Terjerat Korupsi Rekayasa Program, 3 Staf BPR Muntok Ditahan Kejari Bangka Barat

Rabu, 24 November 2021 17:11 Reporter : Henny Rachma Sari
Terjerat Korupsi Rekayasa Program, 3 Staf BPR Muntok Ditahan Kejari Bangka Barat Ilustrasi borgol. ©2013 Merdeka.com/Imam Buhori

Merdeka.com - Kejaksaan Negeri Bangka Barat resmi menahan tiga tersangka baru, kasus tindak pidana korupsi PT Bank Pembiayaan Rakyat Syari'ah (PT BPRS) Cabang Muntok hari ini, Rabu (24/11). Ketiga tersangka tersebut, Staff Legal dan Remedial berinisial IF, Staff Legal, JR dan mantan Kabag Marketing, RS.

Kepala Kejaksaan Negeri Bangka Barat, Helena Octavianne mengatakan, kasus ini merupakan lanjutan dari kasus sebelumnya. Ketiga tersangka sementara ditahan di Polres Bangka Barat, baru kemudian dilimpahkan ke Pengadilan Tipikor di Pangkalpinang.

"Ini masih sama dengan yang kemarin karena memang ini satu kesatuan. Ini adalah kelanjutan dari BPRS tahun lalu karena mereka memang ikut andil dalam tindak pidana korupsi. Ini yang sudah kita tetapkan dari bulan Februari dan hari ini kita tahan," ujar Helena saat Konferensi Pers di Kantor Kejari Bangka Barat, Rabu (24/11).
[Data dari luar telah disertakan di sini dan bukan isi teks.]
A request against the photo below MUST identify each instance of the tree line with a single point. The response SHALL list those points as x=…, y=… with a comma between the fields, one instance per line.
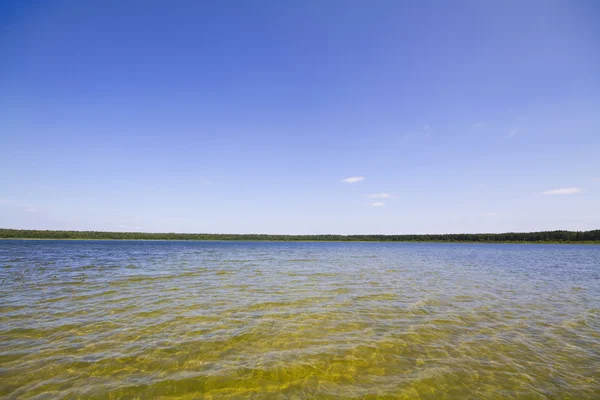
x=519, y=237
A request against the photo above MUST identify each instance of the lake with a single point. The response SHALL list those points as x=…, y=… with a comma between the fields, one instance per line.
x=220, y=320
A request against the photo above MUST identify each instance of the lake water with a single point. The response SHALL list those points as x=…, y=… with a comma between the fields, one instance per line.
x=220, y=320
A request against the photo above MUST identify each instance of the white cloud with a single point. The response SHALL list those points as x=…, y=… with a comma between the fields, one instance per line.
x=131, y=228
x=512, y=132
x=572, y=190
x=379, y=196
x=354, y=179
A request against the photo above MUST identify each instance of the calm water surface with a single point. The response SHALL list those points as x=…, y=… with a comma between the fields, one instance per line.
x=186, y=320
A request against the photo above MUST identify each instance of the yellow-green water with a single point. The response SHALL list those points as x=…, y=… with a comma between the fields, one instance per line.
x=220, y=320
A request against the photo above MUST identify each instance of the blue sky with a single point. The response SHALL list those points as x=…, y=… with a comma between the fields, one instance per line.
x=234, y=116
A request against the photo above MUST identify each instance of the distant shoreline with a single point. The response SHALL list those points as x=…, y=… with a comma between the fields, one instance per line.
x=292, y=241
x=549, y=237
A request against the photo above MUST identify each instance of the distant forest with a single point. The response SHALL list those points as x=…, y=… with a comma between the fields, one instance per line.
x=518, y=237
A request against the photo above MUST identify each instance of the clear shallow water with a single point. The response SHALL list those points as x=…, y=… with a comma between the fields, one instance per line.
x=185, y=320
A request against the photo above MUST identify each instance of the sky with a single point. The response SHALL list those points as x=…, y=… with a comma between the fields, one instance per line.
x=304, y=117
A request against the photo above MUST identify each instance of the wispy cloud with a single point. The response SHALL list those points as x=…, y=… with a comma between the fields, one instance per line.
x=128, y=227
x=571, y=190
x=354, y=179
x=379, y=196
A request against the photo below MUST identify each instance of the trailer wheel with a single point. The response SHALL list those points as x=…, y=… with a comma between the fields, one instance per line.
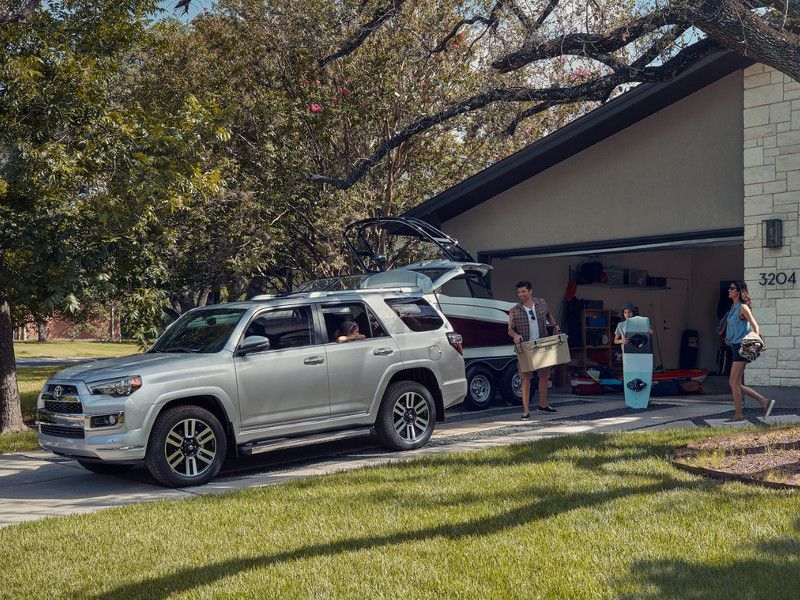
x=511, y=384
x=481, y=388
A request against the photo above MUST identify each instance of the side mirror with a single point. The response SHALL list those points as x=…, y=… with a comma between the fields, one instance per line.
x=380, y=260
x=253, y=343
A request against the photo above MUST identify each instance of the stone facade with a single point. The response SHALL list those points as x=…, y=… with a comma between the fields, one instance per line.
x=772, y=191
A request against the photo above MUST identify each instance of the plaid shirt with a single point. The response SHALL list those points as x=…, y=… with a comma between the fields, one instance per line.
x=520, y=322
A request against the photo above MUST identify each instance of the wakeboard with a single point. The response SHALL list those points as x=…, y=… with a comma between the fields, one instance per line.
x=637, y=363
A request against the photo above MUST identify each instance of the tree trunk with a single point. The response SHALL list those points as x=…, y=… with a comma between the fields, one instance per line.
x=111, y=330
x=43, y=331
x=10, y=406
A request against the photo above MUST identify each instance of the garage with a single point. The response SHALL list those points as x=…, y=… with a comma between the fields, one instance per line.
x=655, y=191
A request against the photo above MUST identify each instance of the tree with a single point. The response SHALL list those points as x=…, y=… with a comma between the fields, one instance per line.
x=85, y=177
x=258, y=64
x=609, y=49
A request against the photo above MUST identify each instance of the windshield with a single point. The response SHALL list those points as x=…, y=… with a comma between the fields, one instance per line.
x=390, y=242
x=203, y=331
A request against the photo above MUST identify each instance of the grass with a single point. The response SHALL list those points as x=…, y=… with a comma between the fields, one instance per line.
x=585, y=516
x=30, y=381
x=66, y=349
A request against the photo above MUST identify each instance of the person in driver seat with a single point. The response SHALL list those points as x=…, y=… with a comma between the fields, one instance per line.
x=348, y=331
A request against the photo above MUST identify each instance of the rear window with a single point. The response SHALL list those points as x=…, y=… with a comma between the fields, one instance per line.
x=416, y=313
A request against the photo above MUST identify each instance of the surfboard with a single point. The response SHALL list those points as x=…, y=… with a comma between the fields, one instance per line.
x=637, y=363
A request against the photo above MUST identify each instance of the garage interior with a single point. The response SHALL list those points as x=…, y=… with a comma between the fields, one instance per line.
x=687, y=296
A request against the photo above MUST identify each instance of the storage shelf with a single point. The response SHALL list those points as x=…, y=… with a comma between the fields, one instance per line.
x=587, y=349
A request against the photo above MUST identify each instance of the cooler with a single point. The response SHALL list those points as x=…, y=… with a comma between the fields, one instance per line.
x=544, y=352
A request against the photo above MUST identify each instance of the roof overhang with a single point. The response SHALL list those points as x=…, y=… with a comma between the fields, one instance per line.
x=676, y=241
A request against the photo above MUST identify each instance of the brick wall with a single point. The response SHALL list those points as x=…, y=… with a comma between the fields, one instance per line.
x=772, y=191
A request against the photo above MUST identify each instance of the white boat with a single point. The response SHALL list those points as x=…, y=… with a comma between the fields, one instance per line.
x=462, y=286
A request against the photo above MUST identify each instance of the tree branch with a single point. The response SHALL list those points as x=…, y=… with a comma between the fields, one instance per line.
x=735, y=26
x=596, y=90
x=490, y=21
x=363, y=32
x=588, y=44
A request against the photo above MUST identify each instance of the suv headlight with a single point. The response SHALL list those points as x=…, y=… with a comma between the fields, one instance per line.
x=116, y=387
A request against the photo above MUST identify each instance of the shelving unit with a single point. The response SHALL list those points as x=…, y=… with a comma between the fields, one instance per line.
x=587, y=351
Ketiganya ditetapkan sebagai tersangka pada Februari 2021 lalu, menyusul dua pelaku lain, Mantan Kepala Cabang PT. BPRS Babel Cabang Muntok, KTH dan Kabag Operasional BPRS berinisial MT, yang sudah lebih dulu diadili dan kini sedang menjalani masa hukuman.
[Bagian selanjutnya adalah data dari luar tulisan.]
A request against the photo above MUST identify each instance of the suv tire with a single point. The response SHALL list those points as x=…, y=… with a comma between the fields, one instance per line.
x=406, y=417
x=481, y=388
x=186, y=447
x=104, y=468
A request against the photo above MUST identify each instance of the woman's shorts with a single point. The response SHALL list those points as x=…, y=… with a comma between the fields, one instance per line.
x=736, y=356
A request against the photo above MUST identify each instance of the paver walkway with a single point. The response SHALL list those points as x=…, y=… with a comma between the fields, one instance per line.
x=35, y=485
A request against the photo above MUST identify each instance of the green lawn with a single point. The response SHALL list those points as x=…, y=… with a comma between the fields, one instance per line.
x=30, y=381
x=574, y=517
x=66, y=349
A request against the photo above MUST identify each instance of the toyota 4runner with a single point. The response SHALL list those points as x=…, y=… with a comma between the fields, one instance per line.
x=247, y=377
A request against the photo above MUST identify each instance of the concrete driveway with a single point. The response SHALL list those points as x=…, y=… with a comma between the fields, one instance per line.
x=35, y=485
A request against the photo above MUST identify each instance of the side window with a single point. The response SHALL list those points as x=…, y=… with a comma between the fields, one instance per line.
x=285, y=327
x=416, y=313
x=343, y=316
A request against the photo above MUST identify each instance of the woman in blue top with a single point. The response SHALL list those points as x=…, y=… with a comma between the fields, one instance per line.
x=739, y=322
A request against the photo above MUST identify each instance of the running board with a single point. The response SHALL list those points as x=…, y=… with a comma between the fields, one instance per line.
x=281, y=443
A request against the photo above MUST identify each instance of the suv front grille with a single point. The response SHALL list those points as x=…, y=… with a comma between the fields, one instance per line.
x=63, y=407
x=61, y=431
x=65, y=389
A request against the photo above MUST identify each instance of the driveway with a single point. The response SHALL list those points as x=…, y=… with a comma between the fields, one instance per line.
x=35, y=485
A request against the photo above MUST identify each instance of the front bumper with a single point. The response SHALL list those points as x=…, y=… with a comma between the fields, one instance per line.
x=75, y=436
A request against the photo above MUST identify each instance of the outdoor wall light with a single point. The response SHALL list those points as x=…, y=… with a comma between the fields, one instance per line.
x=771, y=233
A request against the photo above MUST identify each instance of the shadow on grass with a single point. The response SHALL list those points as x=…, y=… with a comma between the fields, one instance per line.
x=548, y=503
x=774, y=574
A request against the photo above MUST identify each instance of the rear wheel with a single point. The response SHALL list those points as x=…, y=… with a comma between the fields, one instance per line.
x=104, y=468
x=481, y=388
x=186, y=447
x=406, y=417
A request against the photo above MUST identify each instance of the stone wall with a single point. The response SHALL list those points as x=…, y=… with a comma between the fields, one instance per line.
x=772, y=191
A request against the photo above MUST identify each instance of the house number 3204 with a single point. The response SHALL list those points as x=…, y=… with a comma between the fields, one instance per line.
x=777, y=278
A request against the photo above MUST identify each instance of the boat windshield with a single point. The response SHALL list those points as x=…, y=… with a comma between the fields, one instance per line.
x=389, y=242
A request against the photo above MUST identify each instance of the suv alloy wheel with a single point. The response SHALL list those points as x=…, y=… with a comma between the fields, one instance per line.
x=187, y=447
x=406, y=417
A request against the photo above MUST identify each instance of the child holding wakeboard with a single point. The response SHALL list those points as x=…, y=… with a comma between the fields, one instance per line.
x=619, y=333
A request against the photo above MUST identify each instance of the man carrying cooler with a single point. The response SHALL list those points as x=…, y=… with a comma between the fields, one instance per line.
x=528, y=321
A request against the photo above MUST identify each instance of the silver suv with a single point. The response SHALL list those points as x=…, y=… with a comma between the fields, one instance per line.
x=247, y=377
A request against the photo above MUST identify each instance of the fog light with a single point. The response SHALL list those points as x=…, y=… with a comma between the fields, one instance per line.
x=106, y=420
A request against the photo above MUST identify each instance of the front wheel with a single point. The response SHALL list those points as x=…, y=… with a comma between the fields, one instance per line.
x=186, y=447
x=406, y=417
Ketiganya diduga terlibat kasus korupsi lantaran merekayasa program kegiatan fasilitas sarana dan alat bantu penangkap ikan antara Pemkab Bangka Barat dengan PT BPRS Cabang Muntok pada tahun 2012 sampai dengan tahun 2015.
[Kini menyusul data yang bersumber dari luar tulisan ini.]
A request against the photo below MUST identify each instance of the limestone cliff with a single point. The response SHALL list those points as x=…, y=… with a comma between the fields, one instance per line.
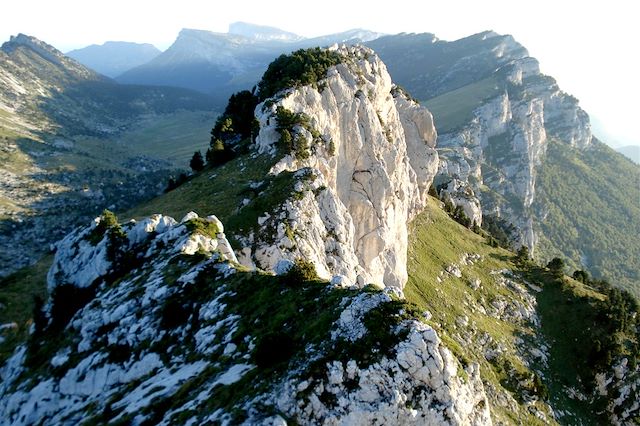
x=495, y=156
x=152, y=321
x=371, y=163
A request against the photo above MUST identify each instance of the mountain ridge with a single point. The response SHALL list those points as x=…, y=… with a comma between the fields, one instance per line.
x=56, y=117
x=112, y=58
x=165, y=327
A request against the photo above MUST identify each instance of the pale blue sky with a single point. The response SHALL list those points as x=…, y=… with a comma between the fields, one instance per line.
x=589, y=46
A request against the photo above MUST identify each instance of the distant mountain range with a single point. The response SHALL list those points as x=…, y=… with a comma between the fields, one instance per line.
x=220, y=64
x=65, y=149
x=114, y=57
x=514, y=147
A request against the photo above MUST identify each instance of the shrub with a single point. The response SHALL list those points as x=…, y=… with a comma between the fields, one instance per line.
x=273, y=349
x=300, y=68
x=556, y=266
x=197, y=162
x=302, y=270
x=66, y=300
x=522, y=256
x=173, y=183
x=173, y=314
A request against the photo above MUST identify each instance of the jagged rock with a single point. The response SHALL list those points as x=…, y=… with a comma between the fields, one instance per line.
x=385, y=392
x=509, y=133
x=379, y=170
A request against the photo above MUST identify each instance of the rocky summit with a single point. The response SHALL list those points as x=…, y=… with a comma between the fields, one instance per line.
x=315, y=277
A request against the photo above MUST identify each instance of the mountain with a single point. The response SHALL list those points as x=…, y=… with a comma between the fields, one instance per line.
x=220, y=64
x=315, y=302
x=262, y=32
x=631, y=151
x=114, y=57
x=518, y=152
x=67, y=145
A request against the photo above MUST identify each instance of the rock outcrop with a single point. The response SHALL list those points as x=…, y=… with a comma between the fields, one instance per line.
x=368, y=173
x=497, y=154
x=165, y=329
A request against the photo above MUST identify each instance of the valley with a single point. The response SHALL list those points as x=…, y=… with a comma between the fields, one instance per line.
x=346, y=255
x=73, y=143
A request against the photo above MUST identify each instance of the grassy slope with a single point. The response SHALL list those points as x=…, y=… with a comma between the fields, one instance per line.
x=218, y=191
x=454, y=109
x=16, y=300
x=592, y=202
x=437, y=241
x=170, y=137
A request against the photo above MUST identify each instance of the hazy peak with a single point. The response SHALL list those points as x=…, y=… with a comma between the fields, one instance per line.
x=29, y=41
x=262, y=32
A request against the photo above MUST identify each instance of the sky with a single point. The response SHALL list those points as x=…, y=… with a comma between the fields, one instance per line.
x=590, y=47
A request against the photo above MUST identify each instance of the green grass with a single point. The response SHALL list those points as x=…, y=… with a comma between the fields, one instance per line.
x=591, y=198
x=454, y=109
x=218, y=190
x=16, y=294
x=437, y=241
x=173, y=137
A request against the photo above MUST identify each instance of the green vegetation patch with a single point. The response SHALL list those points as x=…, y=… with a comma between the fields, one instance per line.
x=203, y=226
x=300, y=68
x=590, y=199
x=20, y=292
x=454, y=109
x=437, y=241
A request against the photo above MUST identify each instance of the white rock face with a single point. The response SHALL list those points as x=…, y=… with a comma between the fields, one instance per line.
x=371, y=174
x=509, y=135
x=419, y=386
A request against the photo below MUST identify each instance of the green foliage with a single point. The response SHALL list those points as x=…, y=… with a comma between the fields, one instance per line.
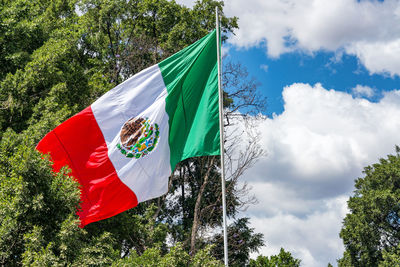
x=176, y=257
x=241, y=242
x=56, y=58
x=283, y=259
x=371, y=230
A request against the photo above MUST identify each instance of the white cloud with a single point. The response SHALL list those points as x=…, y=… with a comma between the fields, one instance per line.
x=368, y=29
x=316, y=149
x=362, y=90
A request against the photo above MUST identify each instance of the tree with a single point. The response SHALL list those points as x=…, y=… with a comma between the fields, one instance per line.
x=370, y=230
x=57, y=57
x=283, y=259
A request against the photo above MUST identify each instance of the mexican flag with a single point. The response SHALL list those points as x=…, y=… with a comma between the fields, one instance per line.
x=123, y=148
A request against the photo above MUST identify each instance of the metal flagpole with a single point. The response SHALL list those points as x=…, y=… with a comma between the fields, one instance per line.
x=221, y=137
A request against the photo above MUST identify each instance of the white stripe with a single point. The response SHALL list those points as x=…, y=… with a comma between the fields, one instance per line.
x=142, y=95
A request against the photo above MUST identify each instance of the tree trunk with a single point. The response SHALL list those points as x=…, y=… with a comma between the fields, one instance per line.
x=196, y=216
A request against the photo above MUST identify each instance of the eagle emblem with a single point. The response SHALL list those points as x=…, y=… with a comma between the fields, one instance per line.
x=138, y=137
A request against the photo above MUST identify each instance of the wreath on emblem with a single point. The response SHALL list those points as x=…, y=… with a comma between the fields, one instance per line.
x=138, y=137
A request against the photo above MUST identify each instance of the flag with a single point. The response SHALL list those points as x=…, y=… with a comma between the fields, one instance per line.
x=123, y=147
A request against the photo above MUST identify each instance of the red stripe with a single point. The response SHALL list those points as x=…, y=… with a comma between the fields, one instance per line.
x=79, y=143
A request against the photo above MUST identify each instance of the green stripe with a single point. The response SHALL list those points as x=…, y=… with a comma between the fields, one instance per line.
x=190, y=77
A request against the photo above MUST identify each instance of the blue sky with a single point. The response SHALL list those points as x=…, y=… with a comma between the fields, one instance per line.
x=342, y=74
x=330, y=70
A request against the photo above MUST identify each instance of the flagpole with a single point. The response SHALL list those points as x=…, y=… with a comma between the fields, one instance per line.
x=221, y=138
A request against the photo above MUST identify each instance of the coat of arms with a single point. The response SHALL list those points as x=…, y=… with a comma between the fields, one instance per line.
x=138, y=137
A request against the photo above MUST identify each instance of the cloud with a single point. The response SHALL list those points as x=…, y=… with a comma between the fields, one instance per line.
x=367, y=29
x=315, y=150
x=362, y=91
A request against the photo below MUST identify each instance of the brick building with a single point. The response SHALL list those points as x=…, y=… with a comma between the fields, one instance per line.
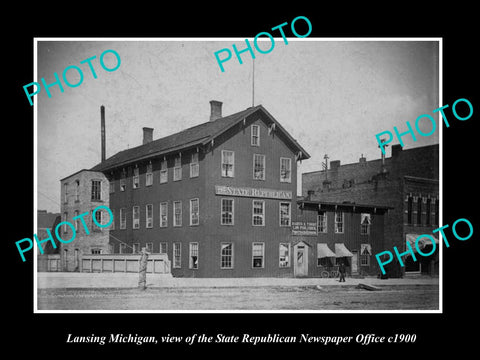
x=408, y=181
x=81, y=193
x=339, y=232
x=218, y=198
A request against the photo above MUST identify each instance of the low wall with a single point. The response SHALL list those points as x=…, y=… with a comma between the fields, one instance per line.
x=157, y=263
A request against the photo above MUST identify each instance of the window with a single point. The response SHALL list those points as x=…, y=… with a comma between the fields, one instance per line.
x=177, y=169
x=177, y=213
x=193, y=258
x=96, y=190
x=64, y=219
x=194, y=212
x=227, y=212
x=163, y=172
x=177, y=256
x=194, y=167
x=77, y=190
x=226, y=256
x=136, y=178
x=365, y=221
x=255, y=140
x=410, y=210
x=163, y=248
x=284, y=256
x=163, y=214
x=149, y=175
x=112, y=225
x=419, y=211
x=228, y=163
x=258, y=167
x=136, y=217
x=285, y=170
x=428, y=212
x=322, y=222
x=365, y=253
x=258, y=213
x=149, y=247
x=136, y=248
x=123, y=218
x=285, y=214
x=339, y=222
x=149, y=217
x=75, y=224
x=258, y=250
x=65, y=187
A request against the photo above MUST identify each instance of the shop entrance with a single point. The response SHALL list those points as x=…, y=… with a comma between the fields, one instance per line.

Selain itu, terlibat dalam praktik penyaluran pembiayaan yang melanggar prinsip kehati-hatian di PT BPRS Babel Cabang Muntok dari tahun 2016 sampai dengan tahun 2018. Ini adalah Pengembangan perkara dari kasus PT BPRS Bangka Belitung Cabang Muntok.

"Mereka ditahan di Polres sementara, tapi hari Jumat kita akan limpahkan sehingga kita bisa cepat bersidang dan bisa cepat mendapatkan kepastian hukum," katanya.

Menurut Helena, tiga orang ini mempunyai peran dalam kasus Tipikor yang menjerat KTH dan MT, sebab Staff Legal dan Remedial tentu mengetahui penyimpangan yang dilakukan dua orang tersebut, tapi mereka mendiamkan saja.

"Untuk sementara memang kenapa bagian legal? kan sudah dari awal itu sudah saya terangkan kenapa kok mengetahui hal tersebut tetapi hanya mendiamkan saja. Jadi memang kita mengedepankan hati nurani juga, orang–orang yang paham lah kasus yang memang berperkara inilah yang kita angkat sebagai tersangka," jelasnya.

Pihak Kejari belum melakukan penyitaan aset untuk tiga tersangka baru ini, namun saat ini sedang melakukan aset tracing.

Helena mengatakan, sejauh ini Kejari sudah mendapatkan lima pelaku. Terkait kemungkinan adanya tersangka lain, menurut Kajari hal itu masih menunggu tahapan persidangan IF, RS dan JR, karena proses perkara ini sangat panjang dan memakan waktu lama. Bahkan pemberkasannya sudah berlangsung sejak Februari 2021 lalu.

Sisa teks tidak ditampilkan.